Seventeen years is a long time for anyone. For a rock band, it’s an eternity.
Yet things haven’t gotten stale over the course of Traindodge’s nearly two decades together, thanks in part to a willingness to evolve that finds the Oklahoma City act chugging along as strong and excited today as it was in 1996.
“Musically, we started off in a post-hardcore, Fugazi, herky-jerky-changes-and-tempo-shifts mode. We practiced six days a week, so we were able to do that with minimal effort,” said guitarist and singer Jason Smith. “It wasn’t a drag to play, but we started to respect some of the simpler things and chilled out with some math rock and prog stuff. Our experience has been that it translates better live, and as listeners, that’s closer to where we hedge now.”
It’s a metamorphosis listeners can hear over the course of Traindodge’s five previous studio albums and nearing completion with the latest, Supernatural Disasters.

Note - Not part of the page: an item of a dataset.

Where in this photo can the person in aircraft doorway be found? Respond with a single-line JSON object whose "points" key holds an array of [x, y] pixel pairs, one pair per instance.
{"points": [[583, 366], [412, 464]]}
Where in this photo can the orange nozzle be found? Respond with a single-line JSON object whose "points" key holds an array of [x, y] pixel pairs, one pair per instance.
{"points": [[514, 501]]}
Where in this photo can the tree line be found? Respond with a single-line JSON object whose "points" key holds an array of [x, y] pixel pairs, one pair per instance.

“We’ve been on this prog trajectory, but this record is really stripped-down and simple,” Smith said. “It’s still sci-fi and proggy in spirit, but musically, it’s a 180.”
Influenced by the likes of Black Sabbath and Deep Purple and propelled by a title that merges H.P. Lovecraft with CNN, Supernatural Disasters represents not just the longest gap between releases (the first since 2009’s I Am Forever), but also some of the biggest growth and changes, both sonically and logistically, as drummer — and Smith’s brother — Rob had relocated to Atlanta in the interim.

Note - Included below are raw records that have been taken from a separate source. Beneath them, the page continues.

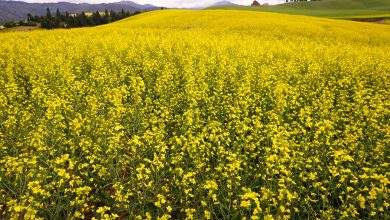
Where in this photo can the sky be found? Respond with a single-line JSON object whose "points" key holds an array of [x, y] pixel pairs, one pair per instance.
{"points": [[166, 3]]}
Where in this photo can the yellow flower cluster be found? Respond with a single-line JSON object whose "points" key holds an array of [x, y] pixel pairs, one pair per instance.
{"points": [[197, 115]]}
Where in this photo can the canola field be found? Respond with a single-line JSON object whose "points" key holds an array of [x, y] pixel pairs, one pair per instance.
{"points": [[197, 115]]}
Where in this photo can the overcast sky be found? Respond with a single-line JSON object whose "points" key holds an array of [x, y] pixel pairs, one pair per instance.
{"points": [[167, 3]]}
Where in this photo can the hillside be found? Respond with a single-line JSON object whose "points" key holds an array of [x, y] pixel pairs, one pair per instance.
{"points": [[326, 8], [16, 10], [209, 114]]}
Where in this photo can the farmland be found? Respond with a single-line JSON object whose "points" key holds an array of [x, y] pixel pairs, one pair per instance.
{"points": [[212, 114], [325, 8]]}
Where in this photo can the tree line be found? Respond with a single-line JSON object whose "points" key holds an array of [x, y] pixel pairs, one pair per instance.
{"points": [[67, 20]]}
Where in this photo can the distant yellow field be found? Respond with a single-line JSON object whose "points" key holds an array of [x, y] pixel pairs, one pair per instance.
{"points": [[197, 115]]}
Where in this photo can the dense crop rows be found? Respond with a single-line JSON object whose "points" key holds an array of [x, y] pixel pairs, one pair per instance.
{"points": [[203, 115]]}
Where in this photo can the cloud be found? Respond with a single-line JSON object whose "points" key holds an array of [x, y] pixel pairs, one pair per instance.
{"points": [[168, 3]]}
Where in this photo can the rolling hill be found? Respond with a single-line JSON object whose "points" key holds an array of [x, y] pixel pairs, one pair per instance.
{"points": [[208, 114], [325, 8], [16, 10]]}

“We demoed the whole thing on GarageBand and did a lot of emailing back and forth to make edits. When we finally agreed on the arrangements, luckily, the studio we chose was in Atlanta,” Jason Smith said. “It was kind of neat that we were able to piece it together without having to drill the songs over and over again. There are still songs we haven’t gone through together yet.”
Joined by bassist Chris Allen and guitarist Ross Lewis, Traindodge will do just that on Saturday night at The Conservatory. The quartet fully intends to play Supernatural Disasters in its entirety. Because the tracks are not as highly involved and orchestrated as in the past, the guys will perform without the aid of technological crutches.
With a couple of jaunts through the Midwest already booked and an eye on Europe next year, Traindodge doesn’t look to be slowing down anytime soon.
“We were making records that we couldn’t really recreate outside of the studio. We didn’t want that this time,” Smith said. “We have a solid record of songs we could play anywhere. It’s the simplest thing we’ve ever done.”